Dağlık Karabağ ihtilafı çözülmeden Türkiye-Ermenistan ilişkilerinin normalleşmesi elbette Bakü-Ankara ilişkilerini olumsuz etkileyebilir.
Bu nedenle Türkiye, bu veya başka bir boyutta Dağlık Karabağ ihtilafının çözümü konusunda herhangi bir gelişme olmasından yana çünkü Ankara-Erivan yakınlaşmasının Bakü-Ankara ilişkilerini olumsuz etkilemesini istemiyor. Ancak sorun sadece Karabağ ile ilgili değil.

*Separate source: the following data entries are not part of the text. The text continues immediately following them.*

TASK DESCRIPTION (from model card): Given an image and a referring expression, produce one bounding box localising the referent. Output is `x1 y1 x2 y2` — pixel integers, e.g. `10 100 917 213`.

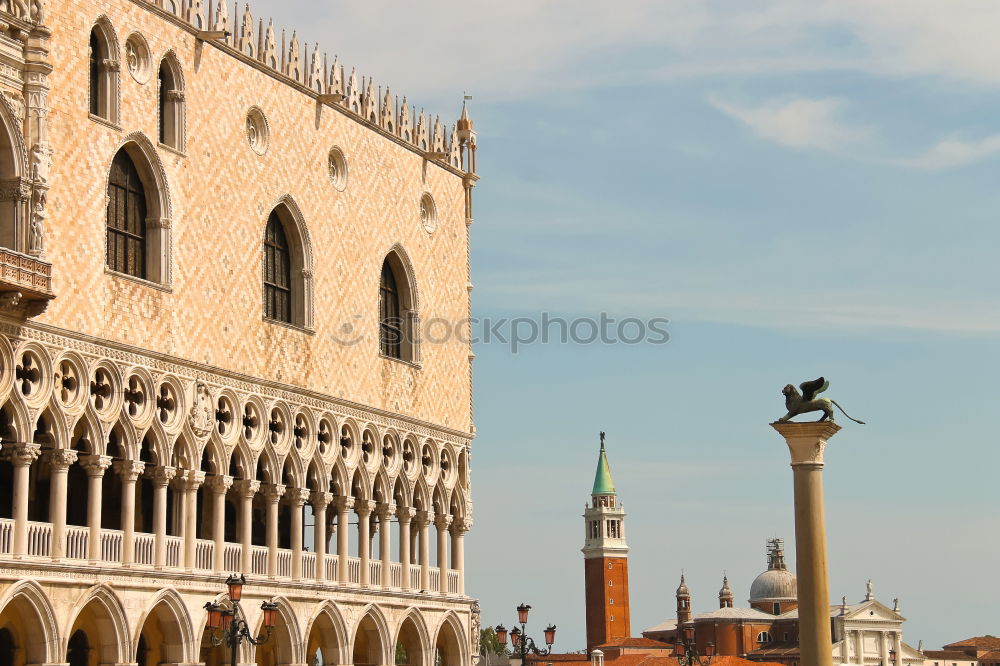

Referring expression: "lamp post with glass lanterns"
674 624 715 666
205 574 278 666
495 604 556 666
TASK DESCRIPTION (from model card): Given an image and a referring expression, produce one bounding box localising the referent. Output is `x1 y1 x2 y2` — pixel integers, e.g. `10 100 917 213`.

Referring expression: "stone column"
771 421 840 666
451 518 472 595
151 466 177 569
378 504 396 588
264 483 285 578
234 480 260 573
181 469 205 571
396 507 416 590
417 511 434 592
81 456 111 564
434 514 451 594
285 488 309 580
208 475 233 574
49 449 77 560
334 497 354 584
8 444 40 558
113 460 146 567
309 491 333 580
354 500 375 587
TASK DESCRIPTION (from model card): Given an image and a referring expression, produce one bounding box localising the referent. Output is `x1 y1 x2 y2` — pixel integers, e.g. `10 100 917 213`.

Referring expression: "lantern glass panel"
226 576 246 601
517 604 531 624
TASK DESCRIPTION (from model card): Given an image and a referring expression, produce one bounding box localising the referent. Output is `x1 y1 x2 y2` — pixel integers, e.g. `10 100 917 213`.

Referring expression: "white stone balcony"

Türkiye’nin kendisinin de Ermenistan ile henüz çözüm bulamamış sorunları var. Sözde soykırım ve Türkiye’ye karşı toprak iddialarını buna örnek olarak gösterebiliriz.
Ankara, kendi çıkarları doğrultusunda bu sorunları çözebilseydi olumlu bir gelişme olabilir ve Karabağ sorununun çözümünü de olumlu yönde etkileyebilirdi.
Türkiye’nin Ermenistan ile ilişkilerini normalleştirmesi yönündeki adımlarla kıyaslanırsa, Azerbaycan için Ankara-Moskova yakınlaşması daha tehlikeli. Böyle bir yakınlaşma olursa, Azerbaycan için çok büyük sorunlar oluşabilir. Rusya, Azerbaycan ile komşu ülke olan Gürcistan topraklarını işgal etti. Kremlin, Ermenistan’a milyonlarca dolar değerinde silah ve mühimmat veriyor.
Türkiye’nin şu anki iktidarının, daha önceki dış politik çizgide değişiklikler yaptığını göz önünde bulundurmak gerekiyor.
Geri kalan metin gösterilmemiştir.